村を見下ろす丘の上に立つのはスピティ谷でも最大かつ最古級(11世紀創建)のチベット仏教修道院であるキー・ゴンパです。

バイクだと反対側から回り込むような感じで建物のすぐ下まで行けます。

中は石造りの洞窟みたいな雰囲気で、いくつかの小部屋に分かれています(撮影禁止)。

入り口がめちゃ狭い謎の小部屋で、ちょうど僧侶の方がお勤めをしていました。空間の狭さと漂うお香の香りで没入感というかトランス感があって良かった。

キバー (キッベル、Kibber)

この辺からスピティ谷を離れて山の方へ入り、葛折りで標高を上げて行きます。小雨がぱらついてきて寒い……。

キバー手前の展望スポットに到着。キバー(右)とチッチャム(左)。

キバーのゴンパ。閉まっていて入れず。

村の奥にある道をさらに30分ほど走るとタシガン(Tashigong/Tashigang、ナコ近くのタシガンとは別)という世界最高所の投票所がある村や、Getteというキーの真上付近にある謎の村へ行けます。

僕はきつそうだったので諦めましたが、ローカルの人は普通にスクーターで走っていました。すごい。

チッチャム (チチャム、Chicham)

少し戻り、崖沿いの泥道を走ってチッチャムへ。

インド人はこの路面状態でも普通に飛ばして行きます。怖くないのか?

キバーとチッチャムを結ぶチッチャム橋に到着。

チッチャム橋は標高約4,145mに架かる「アジアで最も高い場所にある吊り橋(鋼鉄トラス橋)」です。

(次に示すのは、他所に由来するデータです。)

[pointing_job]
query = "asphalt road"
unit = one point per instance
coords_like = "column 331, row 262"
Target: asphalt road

ツーリングの目的地にする人が多いらしく、記念撮影するインド人ライダーで賑わっていました。

橋が架かっているパリルンボ峡谷。

実際見てもよくわからないくらい地層がぐちゃぐちゃで、ゲームのポリゴンをバグらせたみたいな現実感のない地形です。

橋から少し走るとチッチャムの村に着きます。多くは橋で引き返すので、この辺まで来る人は多くはないよう。

このチッチャムの村、2017年に橋が完成するまではキバーから渡したケーブルとトロリー(小さな箱)に乗って往来していたらしい。

カザから一時間ほどの場所に最近まで陸の孤島だった村があるとは驚きです(周辺にはまだ数村、車でのアクセスが難しい村があるらしい)。

チッチャムから見たキバーと橋。

明日は車道が通る世界最高所の村、コミックへむかいます。